Для того чтобы существовать в логике отступничества, «потерянного рая», не сгинув в экзистенциальном штопоре; чтобы хоть как-то выйти из зоны смертельных перегрузок и выиграть время для затяжки на краю («on the edge»), нужна была новая культурная инициатива, которой в конце концов и стал постмодернизм.
Эта инициатива могла состояться только при одном главном условии: полном и безоговорочном отказе от смертоносного ускорителя многовековой потерянности и тревожных блужданий культуры – от выбора, как решающего экзистенциального – в пользу полной свободы небытия, так и от обычной классической свободы выбора.
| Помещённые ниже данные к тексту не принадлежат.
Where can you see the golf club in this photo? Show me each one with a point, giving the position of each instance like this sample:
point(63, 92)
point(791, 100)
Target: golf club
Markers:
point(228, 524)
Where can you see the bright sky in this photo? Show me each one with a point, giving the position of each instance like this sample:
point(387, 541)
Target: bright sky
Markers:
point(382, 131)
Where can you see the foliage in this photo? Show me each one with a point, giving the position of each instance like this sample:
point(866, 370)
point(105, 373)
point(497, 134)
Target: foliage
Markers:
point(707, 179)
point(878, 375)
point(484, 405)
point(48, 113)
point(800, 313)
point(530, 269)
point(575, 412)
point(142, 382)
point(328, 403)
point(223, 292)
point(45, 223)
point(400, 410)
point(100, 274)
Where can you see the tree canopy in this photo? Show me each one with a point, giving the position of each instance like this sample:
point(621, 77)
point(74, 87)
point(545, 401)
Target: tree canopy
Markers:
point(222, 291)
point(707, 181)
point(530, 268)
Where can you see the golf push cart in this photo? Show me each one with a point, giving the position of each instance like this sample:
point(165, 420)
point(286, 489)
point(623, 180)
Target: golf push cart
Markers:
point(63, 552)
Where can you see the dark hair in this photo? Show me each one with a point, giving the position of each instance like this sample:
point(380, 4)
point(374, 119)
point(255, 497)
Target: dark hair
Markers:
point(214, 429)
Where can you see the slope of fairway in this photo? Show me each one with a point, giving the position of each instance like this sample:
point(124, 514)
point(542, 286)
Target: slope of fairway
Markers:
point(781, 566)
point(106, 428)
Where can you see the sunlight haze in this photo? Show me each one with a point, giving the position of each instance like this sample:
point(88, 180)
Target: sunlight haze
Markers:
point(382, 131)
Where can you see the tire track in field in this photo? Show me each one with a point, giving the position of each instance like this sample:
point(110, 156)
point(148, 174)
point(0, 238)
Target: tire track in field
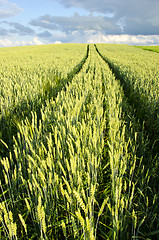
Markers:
point(9, 122)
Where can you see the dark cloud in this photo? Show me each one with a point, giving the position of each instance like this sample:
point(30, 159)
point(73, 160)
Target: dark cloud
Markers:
point(133, 17)
point(19, 29)
point(77, 23)
point(45, 34)
point(8, 9)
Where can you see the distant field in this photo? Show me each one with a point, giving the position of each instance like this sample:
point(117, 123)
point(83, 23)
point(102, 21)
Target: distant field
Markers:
point(79, 134)
point(150, 48)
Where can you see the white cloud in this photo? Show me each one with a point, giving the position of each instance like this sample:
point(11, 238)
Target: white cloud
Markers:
point(133, 17)
point(9, 9)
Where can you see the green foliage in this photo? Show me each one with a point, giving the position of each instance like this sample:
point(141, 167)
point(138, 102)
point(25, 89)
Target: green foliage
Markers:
point(77, 160)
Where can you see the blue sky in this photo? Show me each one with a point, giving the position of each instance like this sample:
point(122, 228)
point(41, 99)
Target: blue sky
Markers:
point(25, 22)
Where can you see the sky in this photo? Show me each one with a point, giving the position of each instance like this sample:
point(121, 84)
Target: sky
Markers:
point(36, 22)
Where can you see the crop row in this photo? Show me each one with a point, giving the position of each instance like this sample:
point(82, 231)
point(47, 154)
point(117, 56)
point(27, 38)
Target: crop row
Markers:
point(78, 171)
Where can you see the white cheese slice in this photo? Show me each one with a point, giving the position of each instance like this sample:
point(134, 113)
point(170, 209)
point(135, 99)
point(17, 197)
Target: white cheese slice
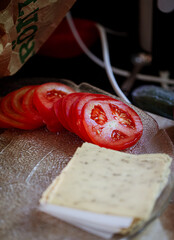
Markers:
point(107, 183)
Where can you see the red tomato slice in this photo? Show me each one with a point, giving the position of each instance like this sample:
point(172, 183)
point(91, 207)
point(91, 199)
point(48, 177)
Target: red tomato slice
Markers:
point(59, 113)
point(7, 122)
point(29, 108)
point(17, 97)
point(77, 113)
point(44, 98)
point(111, 123)
point(67, 105)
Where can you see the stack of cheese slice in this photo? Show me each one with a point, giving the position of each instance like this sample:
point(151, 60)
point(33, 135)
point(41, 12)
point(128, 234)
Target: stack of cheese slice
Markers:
point(106, 191)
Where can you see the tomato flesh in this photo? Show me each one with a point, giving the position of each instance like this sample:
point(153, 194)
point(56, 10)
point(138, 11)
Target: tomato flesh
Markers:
point(44, 98)
point(111, 123)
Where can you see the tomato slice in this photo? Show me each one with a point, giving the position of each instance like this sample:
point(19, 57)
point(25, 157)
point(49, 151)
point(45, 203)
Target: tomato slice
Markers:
point(17, 97)
point(59, 113)
point(67, 105)
point(12, 107)
point(7, 122)
point(44, 98)
point(111, 123)
point(76, 116)
point(29, 108)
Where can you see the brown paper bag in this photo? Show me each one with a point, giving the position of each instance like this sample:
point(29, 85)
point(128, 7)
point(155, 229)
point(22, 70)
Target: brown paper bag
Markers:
point(24, 26)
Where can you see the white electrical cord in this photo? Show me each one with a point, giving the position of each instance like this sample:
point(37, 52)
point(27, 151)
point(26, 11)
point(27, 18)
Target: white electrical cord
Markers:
point(106, 64)
point(115, 70)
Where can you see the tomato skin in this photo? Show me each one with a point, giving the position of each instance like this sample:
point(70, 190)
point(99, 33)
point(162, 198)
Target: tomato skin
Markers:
point(17, 98)
point(68, 105)
point(44, 98)
point(115, 129)
point(59, 113)
point(7, 122)
point(11, 106)
point(29, 108)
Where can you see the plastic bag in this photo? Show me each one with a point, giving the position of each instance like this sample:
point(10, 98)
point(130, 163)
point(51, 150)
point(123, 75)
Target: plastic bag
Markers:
point(24, 26)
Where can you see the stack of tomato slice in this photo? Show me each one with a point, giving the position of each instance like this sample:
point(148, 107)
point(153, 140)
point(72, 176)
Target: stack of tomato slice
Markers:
point(95, 118)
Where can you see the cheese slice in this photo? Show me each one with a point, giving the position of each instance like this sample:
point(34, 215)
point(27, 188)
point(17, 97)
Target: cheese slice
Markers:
point(110, 182)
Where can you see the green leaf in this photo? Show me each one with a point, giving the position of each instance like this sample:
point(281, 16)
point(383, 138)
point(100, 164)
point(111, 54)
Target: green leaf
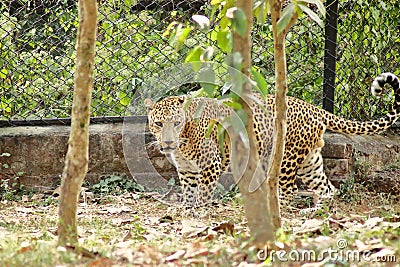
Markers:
point(181, 36)
point(224, 41)
point(124, 99)
point(239, 22)
point(3, 73)
point(199, 110)
point(202, 20)
point(311, 14)
point(261, 10)
point(287, 15)
point(261, 82)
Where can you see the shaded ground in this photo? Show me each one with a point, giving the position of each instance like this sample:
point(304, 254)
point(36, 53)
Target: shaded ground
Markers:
point(133, 229)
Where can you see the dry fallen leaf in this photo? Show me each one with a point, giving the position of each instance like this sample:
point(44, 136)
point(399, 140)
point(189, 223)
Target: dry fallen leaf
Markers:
point(175, 256)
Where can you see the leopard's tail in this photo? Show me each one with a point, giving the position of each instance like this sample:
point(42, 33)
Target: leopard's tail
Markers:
point(375, 126)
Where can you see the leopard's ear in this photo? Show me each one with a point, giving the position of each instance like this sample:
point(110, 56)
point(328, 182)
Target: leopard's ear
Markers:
point(149, 104)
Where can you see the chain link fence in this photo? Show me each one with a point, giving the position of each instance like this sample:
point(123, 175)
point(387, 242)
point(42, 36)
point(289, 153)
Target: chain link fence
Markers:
point(37, 41)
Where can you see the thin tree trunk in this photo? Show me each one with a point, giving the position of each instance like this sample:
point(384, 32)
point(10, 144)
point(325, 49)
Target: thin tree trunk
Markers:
point(76, 162)
point(280, 108)
point(256, 203)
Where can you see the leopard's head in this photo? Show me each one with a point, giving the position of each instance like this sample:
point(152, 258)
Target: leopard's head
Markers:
point(166, 121)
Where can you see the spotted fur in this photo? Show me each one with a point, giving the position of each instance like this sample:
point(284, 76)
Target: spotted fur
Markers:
point(181, 135)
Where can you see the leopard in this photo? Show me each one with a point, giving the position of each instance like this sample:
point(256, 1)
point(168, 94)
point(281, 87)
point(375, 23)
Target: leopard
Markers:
point(190, 141)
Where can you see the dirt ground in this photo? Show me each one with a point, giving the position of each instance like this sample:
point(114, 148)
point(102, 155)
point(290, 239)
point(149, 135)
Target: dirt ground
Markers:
point(134, 229)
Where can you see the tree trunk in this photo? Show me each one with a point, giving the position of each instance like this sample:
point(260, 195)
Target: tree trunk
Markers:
point(76, 162)
point(256, 203)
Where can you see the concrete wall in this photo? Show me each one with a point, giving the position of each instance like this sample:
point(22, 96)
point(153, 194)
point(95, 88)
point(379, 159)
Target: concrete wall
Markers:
point(39, 153)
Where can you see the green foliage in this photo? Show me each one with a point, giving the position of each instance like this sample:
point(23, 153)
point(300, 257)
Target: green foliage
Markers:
point(115, 185)
point(10, 186)
point(368, 44)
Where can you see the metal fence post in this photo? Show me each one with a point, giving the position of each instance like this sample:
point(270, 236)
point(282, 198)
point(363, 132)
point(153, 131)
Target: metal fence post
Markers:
point(330, 55)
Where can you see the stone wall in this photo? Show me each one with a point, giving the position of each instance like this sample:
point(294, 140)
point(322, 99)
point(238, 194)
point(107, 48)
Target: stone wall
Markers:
point(38, 153)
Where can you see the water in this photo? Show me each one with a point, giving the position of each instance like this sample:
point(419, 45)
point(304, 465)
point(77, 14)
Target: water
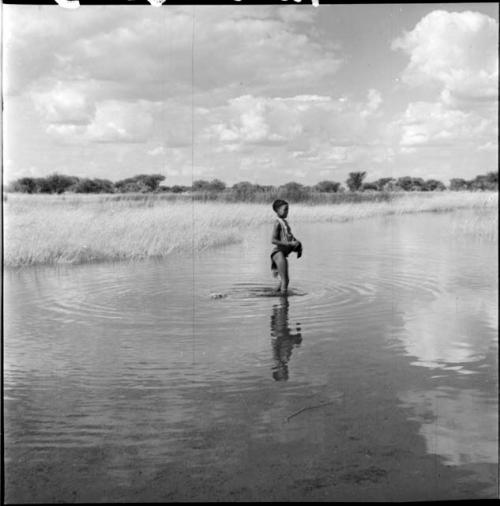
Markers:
point(189, 379)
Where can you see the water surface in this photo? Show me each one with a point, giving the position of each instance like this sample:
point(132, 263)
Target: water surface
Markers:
point(174, 379)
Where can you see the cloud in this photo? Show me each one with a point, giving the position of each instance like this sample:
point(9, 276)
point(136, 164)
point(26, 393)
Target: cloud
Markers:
point(458, 51)
point(297, 121)
point(143, 53)
point(427, 124)
point(64, 104)
point(112, 122)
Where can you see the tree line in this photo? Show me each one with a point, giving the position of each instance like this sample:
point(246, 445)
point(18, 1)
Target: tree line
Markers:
point(244, 190)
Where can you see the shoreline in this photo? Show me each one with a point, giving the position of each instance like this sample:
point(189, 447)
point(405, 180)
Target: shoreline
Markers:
point(53, 230)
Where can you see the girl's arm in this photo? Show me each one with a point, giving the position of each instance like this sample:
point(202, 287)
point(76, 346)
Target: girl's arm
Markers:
point(276, 239)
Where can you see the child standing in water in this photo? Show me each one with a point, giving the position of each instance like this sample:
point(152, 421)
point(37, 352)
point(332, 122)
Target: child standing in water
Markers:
point(284, 243)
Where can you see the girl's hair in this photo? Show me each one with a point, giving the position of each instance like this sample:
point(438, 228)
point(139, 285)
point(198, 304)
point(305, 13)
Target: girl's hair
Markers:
point(278, 203)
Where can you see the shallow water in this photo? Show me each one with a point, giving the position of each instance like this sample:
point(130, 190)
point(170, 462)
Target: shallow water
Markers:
point(175, 379)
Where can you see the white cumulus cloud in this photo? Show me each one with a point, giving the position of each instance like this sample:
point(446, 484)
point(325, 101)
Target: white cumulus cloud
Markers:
point(458, 51)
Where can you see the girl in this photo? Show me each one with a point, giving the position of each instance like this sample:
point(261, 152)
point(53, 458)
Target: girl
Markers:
point(284, 243)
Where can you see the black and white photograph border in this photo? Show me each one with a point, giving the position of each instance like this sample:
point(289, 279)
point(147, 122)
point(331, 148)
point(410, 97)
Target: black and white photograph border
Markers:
point(250, 251)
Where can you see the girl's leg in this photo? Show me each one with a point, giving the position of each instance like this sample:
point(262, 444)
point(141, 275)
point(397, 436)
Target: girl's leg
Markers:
point(282, 264)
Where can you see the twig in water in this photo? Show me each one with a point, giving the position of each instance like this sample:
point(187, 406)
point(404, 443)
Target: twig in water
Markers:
point(287, 419)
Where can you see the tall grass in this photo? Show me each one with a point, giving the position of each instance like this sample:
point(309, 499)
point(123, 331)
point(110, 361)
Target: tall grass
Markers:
point(49, 229)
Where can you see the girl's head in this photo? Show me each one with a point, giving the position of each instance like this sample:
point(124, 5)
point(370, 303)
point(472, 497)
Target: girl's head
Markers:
point(281, 208)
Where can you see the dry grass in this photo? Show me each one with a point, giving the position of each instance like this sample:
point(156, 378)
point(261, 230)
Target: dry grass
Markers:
point(54, 229)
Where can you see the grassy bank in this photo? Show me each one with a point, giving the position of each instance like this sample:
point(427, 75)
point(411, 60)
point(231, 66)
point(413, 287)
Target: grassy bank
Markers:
point(50, 229)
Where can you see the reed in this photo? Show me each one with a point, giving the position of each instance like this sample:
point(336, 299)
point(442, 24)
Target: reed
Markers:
point(51, 229)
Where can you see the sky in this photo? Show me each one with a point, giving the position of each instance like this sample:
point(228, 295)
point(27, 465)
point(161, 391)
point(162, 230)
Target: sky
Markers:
point(266, 94)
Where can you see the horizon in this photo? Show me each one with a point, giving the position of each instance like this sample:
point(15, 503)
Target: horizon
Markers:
point(267, 94)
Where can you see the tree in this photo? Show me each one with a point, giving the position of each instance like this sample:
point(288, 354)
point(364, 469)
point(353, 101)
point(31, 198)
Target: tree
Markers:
point(408, 183)
point(216, 185)
point(327, 187)
point(292, 191)
point(383, 183)
point(143, 183)
point(24, 185)
point(434, 185)
point(57, 183)
point(200, 185)
point(87, 185)
point(355, 180)
point(369, 186)
point(244, 190)
point(458, 184)
point(178, 189)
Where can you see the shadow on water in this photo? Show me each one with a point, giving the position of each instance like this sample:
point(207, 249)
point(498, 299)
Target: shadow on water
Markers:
point(284, 339)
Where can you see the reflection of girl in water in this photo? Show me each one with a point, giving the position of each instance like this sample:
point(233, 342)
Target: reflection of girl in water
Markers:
point(283, 340)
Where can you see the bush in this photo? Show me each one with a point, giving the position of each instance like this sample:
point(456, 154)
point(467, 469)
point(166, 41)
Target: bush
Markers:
point(327, 187)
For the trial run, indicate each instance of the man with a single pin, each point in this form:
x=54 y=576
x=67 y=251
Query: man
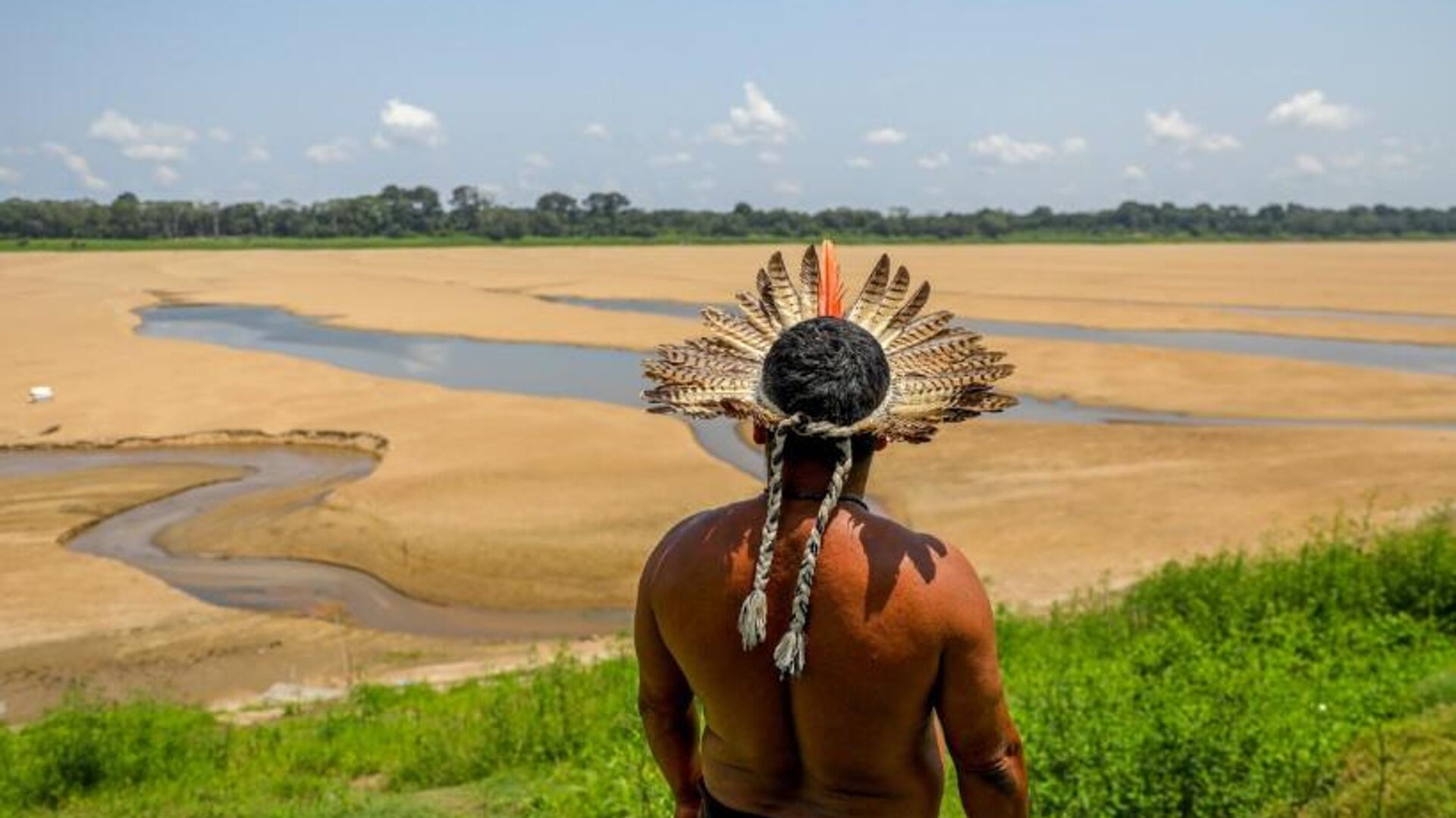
x=902 y=632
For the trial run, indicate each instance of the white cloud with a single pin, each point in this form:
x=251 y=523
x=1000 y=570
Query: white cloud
x=1310 y=109
x=411 y=123
x=76 y=163
x=1310 y=165
x=114 y=127
x=1169 y=127
x=886 y=137
x=1172 y=127
x=676 y=158
x=934 y=162
x=121 y=130
x=150 y=152
x=756 y=121
x=1215 y=143
x=1011 y=152
x=332 y=152
x=256 y=152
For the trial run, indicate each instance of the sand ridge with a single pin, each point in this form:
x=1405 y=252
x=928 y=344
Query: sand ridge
x=511 y=501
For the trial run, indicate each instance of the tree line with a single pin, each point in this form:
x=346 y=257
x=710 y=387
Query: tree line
x=398 y=212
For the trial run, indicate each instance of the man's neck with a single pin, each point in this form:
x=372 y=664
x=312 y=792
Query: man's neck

Полномочия этого выбора, обернувшегося в экзистенциальной своей кульминации гибельным выбором свободы, были фактически приостановлены и заблокированы на неопределенно долгое время свободой от выбора.
Созданный эпохой постмодернизма оперативный простор исключал какие-либо осмысленные приоритеты, как, впрочем, озабоченность смыслами вообще, и предлагал в качестве альтернативы изжившим себя «проклятым вопросам» и духовным тревогам нечто вроде бессрочных каникул. Как и всякие каникулы, они притупляли пытливость ума, жажду внутреннего обретения и активизировали физиологические функции организма – жажду перманентного состояния удовольствия и эйфории[43]. Помимо секса в более простом и доступном, повседневном бытовом режиме это состояние может обеспечить, наверное, лишь гастрономия.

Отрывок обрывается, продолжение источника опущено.